‘Wadjda’ starts a weeklong run at the Gene Siskel Film Center on Friday, December 13th.
It’s vexing to run across a film that's intelligently, even artfully, presented, that has every good right-minded intention, and still be left fairly cold by it. All of those good ingredients (I tell myself), all of those higher aspirations – I find myself feeling guilty that it's not a better film, rather than just holding the filmmaker to account. But, by necessity, I, of course, must get over that.
Wadjda (Saudi Arabia / Germany, 2012) follows the modest adventures of ten-year-old Wadjda (Waad Mohammed), a smart and resourceful girl living in Riyadh, Saudi Arabia, who prefers to wear blue jeans and Chuck Taylors under her traditional abaya cloak, listens to western pop music on her scratchy lo-fi radio, and endeavors to find the pre-adolescent middle-ground between the stifling realities of womanhood in Riyadh and the indulgences and privileges that she sees prominently displayed throughout the rest of her culture. And, like Razieh’s goldfish in Jafar Panahi’s The White Balloon, and Ralphie’s Red Rider BB gun in A Christmas Story, Wadjda finds an object that seems like an answer to her youthful wish-fulfillment prayers – a green bicycle (which comes into her view like T.E. Lawrence’s freighter ship on the Suez Canal) that will allow her the mobility and freedom that her bike-riding friend Abdullah (Abdullrahman Al Gohani) already enjoys. Of course, he’s a boy, so, yeah…, while Wadjda, a girl, has no culturally-appropriate business riding a bicycle. Her mother won’t even entertain the idea, but Wadjda is already formulating a varied strategy of underhanded scams and practical accomplishments that will get her the money to buy the bike herself.
While Wadjda’s own story is pleasantly propulsive (she eventually enters a Quran Recitation contest at her school in hopes of winning the 1000 rial prize), the two women Wadjda must deal with in her pursuit of the bicycle – her mother (a very good Reem Abdullah; while films are few and far between, TV is alive and well in Saudi Arabia, and she’s one of its most popular stars), who is dealing with a husband who may take a second wife to fulfill his wishes of a male heir, and her stern school principal Miss Hussa (Ahd; funny name, impressive CV), who constantly berates her for her ambivalence towards the strict Islamic tenets of womanly behavior – are big narrative problems for me. Miss Hussa is almost cartoonishly contrary to anyone’s idea of someone who might realistically deal with female schoolchildren well, even within the socio-religious constraints of the school. And, while Wadjda’s mother is a generally sympathetic figure, suffering arduous commutes to the tenuous work she manages to find here and there, and keeping her head up in the face of potential abandonment by Wadjda’s father, decisions she makes late in the film undermine everything she’d been defending up to that point. Director and writer Haifaa Al-Mansour is refreshingly unsentimental in her conception of Wadjda, but she resorts to Snidely-Whiplash-shorthand for Miss Hussa, and wrong-headedly subverts a lot of what made Wadjda’s mother an interesting and complex woman throughout the early part of story. Al-Mansour wants us to appreciate the hard realities of Wadjda’s prospects within the culture, but she sacrifices a lot of credibility around her compelling main character to make sure there’s a ‘happy’ ending. She wants to paint a realistic picture of everyday family life in Saudi Arabia, featuring real people that Westerners can easily relate to. But she ultimately ends up with a pretty tame Arabian after-school special, and it feels like she wouldn’t have had to stretch all that much further to effectively drop the bottom out of the formula.

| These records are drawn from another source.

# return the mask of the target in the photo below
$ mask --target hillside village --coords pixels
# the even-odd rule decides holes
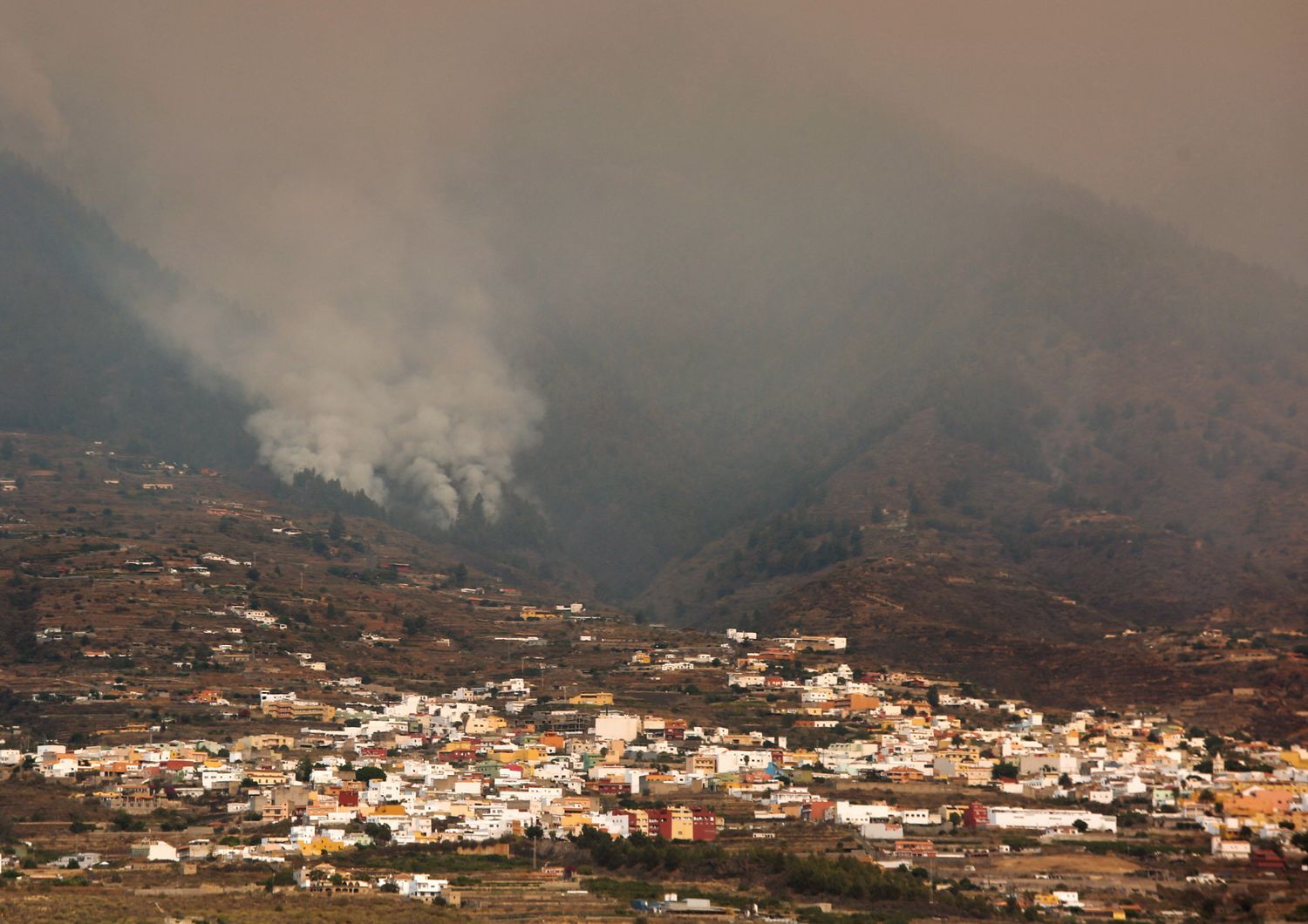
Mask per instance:
[[[649,625],[218,472],[24,440],[0,900],[31,916],[67,885],[324,920],[1298,914],[1301,740],[1023,702],[875,638]],[[1232,638],[1192,644],[1301,657]]]

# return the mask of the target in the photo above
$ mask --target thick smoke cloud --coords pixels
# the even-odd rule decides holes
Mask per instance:
[[[250,430],[275,470],[314,468],[378,501],[416,495],[447,520],[476,494],[493,511],[514,457],[536,439],[544,408],[523,362],[539,335],[532,318],[566,316],[559,302],[576,297],[636,306],[638,319],[613,324],[638,320],[627,327],[641,337],[676,337],[687,324],[662,323],[675,306],[659,302],[641,255],[603,246],[611,237],[675,254],[678,242],[624,237],[640,217],[599,203],[532,200],[540,186],[572,188],[553,178],[587,157],[586,170],[606,171],[603,145],[587,156],[574,139],[603,139],[615,99],[632,110],[624,131],[640,131],[650,97],[731,122],[725,85],[785,88],[763,102],[742,94],[752,108],[739,131],[692,127],[680,148],[675,129],[651,140],[649,170],[664,171],[657,180],[668,190],[651,206],[678,209],[697,234],[718,226],[715,214],[747,216],[722,221],[726,235],[732,221],[765,225],[770,213],[749,196],[714,200],[712,188],[687,201],[678,170],[721,153],[701,158],[697,139],[748,152],[768,106],[785,119],[838,86],[841,99],[935,123],[1308,280],[1304,60],[1308,17],[1294,1],[0,0],[0,144],[194,282],[184,298],[137,307],[200,370],[246,389],[260,408]],[[542,85],[564,101],[545,118],[570,135],[556,145],[568,163],[551,161],[551,125],[532,110]],[[698,106],[705,97],[717,102]],[[657,124],[678,118],[663,111]],[[505,150],[505,139],[544,146]],[[500,188],[470,182],[484,175]],[[828,201],[823,221],[848,200],[802,173],[776,193]],[[540,247],[523,239],[551,227],[540,220],[549,209],[587,216],[593,252],[573,252],[557,225]],[[510,272],[500,247],[519,212],[534,221],[514,239]],[[606,221],[623,234],[606,235]],[[774,230],[770,254],[802,246],[791,230]],[[569,269],[523,273],[523,254],[556,254]],[[590,273],[587,260],[610,265]],[[768,254],[755,263],[776,265]],[[739,294],[766,278],[698,271],[704,286],[678,284]],[[612,290],[596,298],[594,278]],[[224,298],[194,294],[204,291]]]

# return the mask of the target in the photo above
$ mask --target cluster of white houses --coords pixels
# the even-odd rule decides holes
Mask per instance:
[[[751,800],[753,823],[764,830],[773,821],[850,826],[882,843],[889,864],[931,856],[931,835],[942,826],[1113,835],[1122,804],[1201,825],[1223,856],[1252,856],[1253,842],[1286,844],[1308,829],[1308,753],[1301,749],[1244,745],[1231,753],[1260,768],[1235,772],[1222,753],[1210,754],[1211,741],[1162,718],[1079,712],[1046,724],[1040,712],[1010,702],[999,704],[1002,719],[994,727],[980,727],[974,718],[990,706],[982,701],[950,693],[892,695],[888,687],[910,689],[922,678],[857,676],[842,664],[802,680],[746,668],[729,682],[757,686],[757,680],[795,691],[793,727],[820,728],[816,723],[828,716],[857,715],[861,729],[799,748],[787,740],[793,733],[738,732],[616,710],[607,691],[581,691],[566,704],[543,707],[532,703],[525,678],[443,697],[373,693],[357,678],[341,678],[334,686],[352,702],[335,707],[289,693],[263,694],[266,716],[309,723],[296,733],[226,742],[50,742],[30,753],[0,746],[0,765],[27,762],[129,813],[217,802],[254,831],[289,822],[286,834],[258,843],[165,835],[140,846],[146,861],[276,864],[322,859],[379,838],[477,843],[536,829],[561,838],[587,826],[617,838],[640,831],[705,840],[722,827],[697,804],[706,792]],[[196,702],[226,703],[217,690],[200,691]],[[814,791],[844,778],[942,779],[976,787],[977,795],[906,809]],[[662,808],[628,801],[644,796]],[[311,870],[301,878],[305,887],[320,881]],[[411,877],[394,886],[430,897],[439,883]]]

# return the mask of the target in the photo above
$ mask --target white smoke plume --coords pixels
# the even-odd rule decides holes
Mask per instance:
[[[477,494],[493,515],[536,438],[526,328],[585,303],[591,331],[636,324],[692,344],[670,318],[693,331],[705,291],[760,301],[768,274],[755,267],[786,265],[764,254],[820,246],[778,223],[770,196],[824,203],[812,227],[861,201],[832,195],[820,167],[765,196],[722,196],[736,188],[726,182],[692,196],[680,179],[719,148],[742,152],[719,179],[748,178],[751,153],[769,150],[768,119],[820,103],[828,74],[842,95],[886,101],[1308,278],[1305,22],[1296,0],[850,0],[816,12],[756,0],[0,0],[0,145],[38,159],[196,290],[234,299],[139,307],[198,367],[241,383],[273,470],[311,468],[382,502],[417,495],[447,521]],[[759,76],[786,91],[697,108]],[[544,115],[542,85],[559,101]],[[630,111],[628,135],[666,127],[637,142],[659,152],[649,170],[667,184],[649,208],[689,234],[661,237],[664,216],[651,237],[624,237],[645,206],[587,197],[589,175],[621,170],[593,88]],[[661,97],[680,111],[645,119]],[[696,146],[705,111],[722,129],[709,150]],[[497,141],[523,122],[536,146]],[[825,149],[815,135],[791,154]],[[494,179],[460,187],[483,159],[500,165]],[[747,272],[731,276],[688,242],[723,229],[729,243],[735,223],[773,237],[757,260],[736,254]],[[658,265],[676,269],[659,278]],[[662,297],[670,278],[696,298]]]

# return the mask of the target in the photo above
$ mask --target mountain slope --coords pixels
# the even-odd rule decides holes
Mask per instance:
[[[106,285],[169,285],[99,216],[0,154],[0,429],[122,434],[194,461],[254,457],[241,399],[201,387]]]

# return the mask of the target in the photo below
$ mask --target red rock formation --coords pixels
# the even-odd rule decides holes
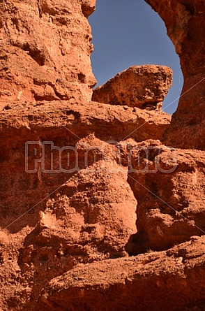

Haifaa Al-Mansour is a Saudi female film director in a country that didn’t allow any non-documentary feature film to be made in their country until Spike Lee shot scenes for Malcolm X in Mecca in 1992, and didn’t allow fellow Saudis of any gender to make feature films there until 2006. During exterior shooting, Al-Mansour had to direct her film from inside a van, with walkie-talkies, to avoid any passersby seeing a woman giving ‘orders’ to her male crewmembers. (Her cinematographer is the German Lutz Reitemeier, who is very good, but the visual narrative feels to be genuinely hers.) The Saudis are only now considering allowing movie theaters. Any movie theaters. Think what you will of Prince Al-Waleed, but his investment group is instrumental in slowly changing any of this, in the face of some serious conservative opposition, and it’s admirable. There are a lot of reasons to support this film, and forgive a number of its flaws. But Al-Mansour was also film-educated in Cairo and Sydney, knows her way around world cinema, and, I suspect, would resent not having the film judged on its own merits. She’s had success with this film; talented people are obviously interested in working with her, and, inshallah she’ll be making more down the line. They’ll get better, trust me.